#1973 closed enhancement (done)
Support more than 256 variables in linear regression models
Reported by: | swinkler | Owned by: | gkronber |
---|---|---|---|
Priority: | medium | Milestone: | HeuristicLab 3.3.16 |
Component: | Algorithms.DataAnalysis | Version: | trunk |
Keywords: | Cc: | sschalle |
Description (last modified by gkronber)
Linear regression crashes if more than 256 input features are to be used. (The number of subtrees of the tree representing the linear model is too big.)
Attachments (1)
Change History (13)
comment:1 Changed 7 years ago by gkronber
- Description modified (diff)
- Summary changed from Problem with linear regression if number of variables > 256 to Linear regression models with more than 256 variables are not supported
comment:2 Changed 7 years ago by gkronber
Ticket on LR with feature selection: #745.

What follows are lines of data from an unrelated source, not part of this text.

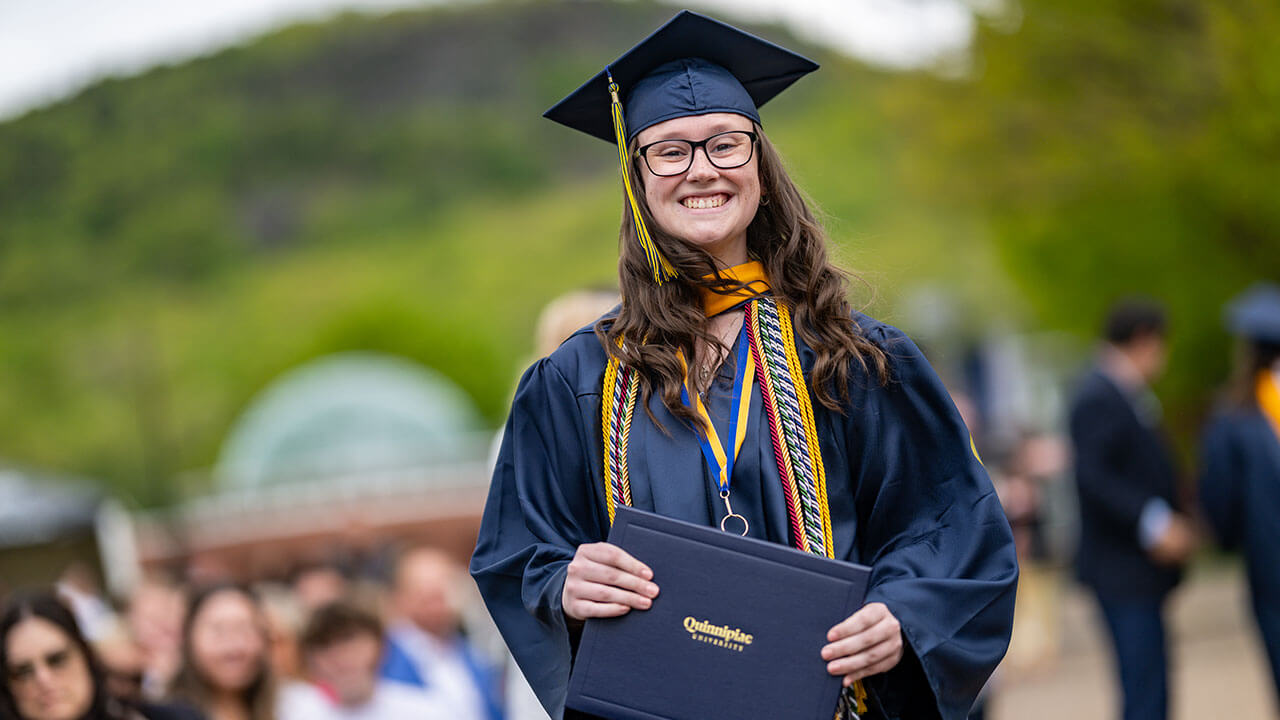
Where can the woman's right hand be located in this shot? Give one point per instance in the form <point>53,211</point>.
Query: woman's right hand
<point>604,580</point>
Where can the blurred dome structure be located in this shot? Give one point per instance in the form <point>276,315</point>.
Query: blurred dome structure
<point>350,414</point>
<point>343,458</point>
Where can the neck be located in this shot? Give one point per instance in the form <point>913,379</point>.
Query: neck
<point>752,274</point>
<point>732,253</point>
<point>228,706</point>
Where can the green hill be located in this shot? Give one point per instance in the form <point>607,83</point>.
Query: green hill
<point>170,242</point>
<point>173,241</point>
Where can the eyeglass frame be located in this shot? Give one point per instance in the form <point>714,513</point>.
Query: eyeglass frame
<point>693,150</point>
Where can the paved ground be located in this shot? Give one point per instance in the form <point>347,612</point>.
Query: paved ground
<point>1060,668</point>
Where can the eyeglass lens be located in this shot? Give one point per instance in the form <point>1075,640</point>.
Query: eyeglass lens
<point>55,660</point>
<point>726,150</point>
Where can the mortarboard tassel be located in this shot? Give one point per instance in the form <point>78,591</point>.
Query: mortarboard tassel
<point>662,269</point>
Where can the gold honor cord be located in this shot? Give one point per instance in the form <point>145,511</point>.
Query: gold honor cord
<point>662,269</point>
<point>1269,399</point>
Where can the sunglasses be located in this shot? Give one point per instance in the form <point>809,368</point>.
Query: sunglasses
<point>54,661</point>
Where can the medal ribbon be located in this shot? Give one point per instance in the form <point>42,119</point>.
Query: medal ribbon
<point>713,450</point>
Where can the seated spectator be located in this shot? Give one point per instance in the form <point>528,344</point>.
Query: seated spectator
<point>425,646</point>
<point>225,670</point>
<point>341,650</point>
<point>50,673</point>
<point>154,618</point>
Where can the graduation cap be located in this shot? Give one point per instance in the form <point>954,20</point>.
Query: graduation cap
<point>1256,314</point>
<point>691,65</point>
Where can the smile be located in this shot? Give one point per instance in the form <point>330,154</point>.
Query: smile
<point>703,203</point>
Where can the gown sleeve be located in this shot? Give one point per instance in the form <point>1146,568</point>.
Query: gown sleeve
<point>935,534</point>
<point>538,511</point>
<point>1219,482</point>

comment:3 Changed 2 years ago by mkommend
- Status changed from new to accepted
comment:4 Changed 2 years ago by mkommend
r15766: Adapted symbolic expression tree compilers to allow more than 256 child nodes.
The issue is not that the used LR (ALGLIB) does not allow more than 256 variables, but that our symbolic models only allow 256 child nodes in an expression tree. LR models are transformed into an symbolic model by adding all features as variables below an addition and hence this error occurred.
comment:5 Changed 2 years ago by mkommend
- Milestone changed from HeuristicLab 3.3.x Backlog to HeuristicLab 3.3.16
- Owner changed from mkommend to gkronber
- Status changed from accepted to reviewing
- Version changed from 3.3.7 to trunk
Please review the changes in r15766 carefully as this affect many data analysis parts of HeuristicLab.
Furthermore, I have no idea how this adaptations affect the performance of the interpreters, but I suspect / hope not much.
comment:6 Changed 2 years ago by gkronber
The test run times on the builder do not show a direct effect of r15766.
comment:7 Changed 2 years ago by gkronber
Reviewed r15766. Looks good.
comment:8 Changed 2 years ago by gkronber
- Status changed from reviewing to readytorelease
comment:9 Changed 2 years ago by gkronber
comment:10 Changed 19 months ago by gkronber
- Resolution set to done
- Status changed from readytorelease to closed
comment:11 Changed 9 months ago by abeham
- Type changed from defect to enhancement
comment:12 Changed 9 months ago by abeham
- Summary changed from Linear regression models with more than 256 variables are not supported to Support more than 256 variables in linear regression models
I'm tempted to reject this ticket, as it is unlikely that this would produce an useful solution. If we allow more than 256 variables I'd prefer that we produce a different kind of model (no symbolic expression tree) in such cases.
For me the actual issue is that we do not have standard feature selection methods for LR or regularized linear models.
More discussion is needed before we decide on the further steps.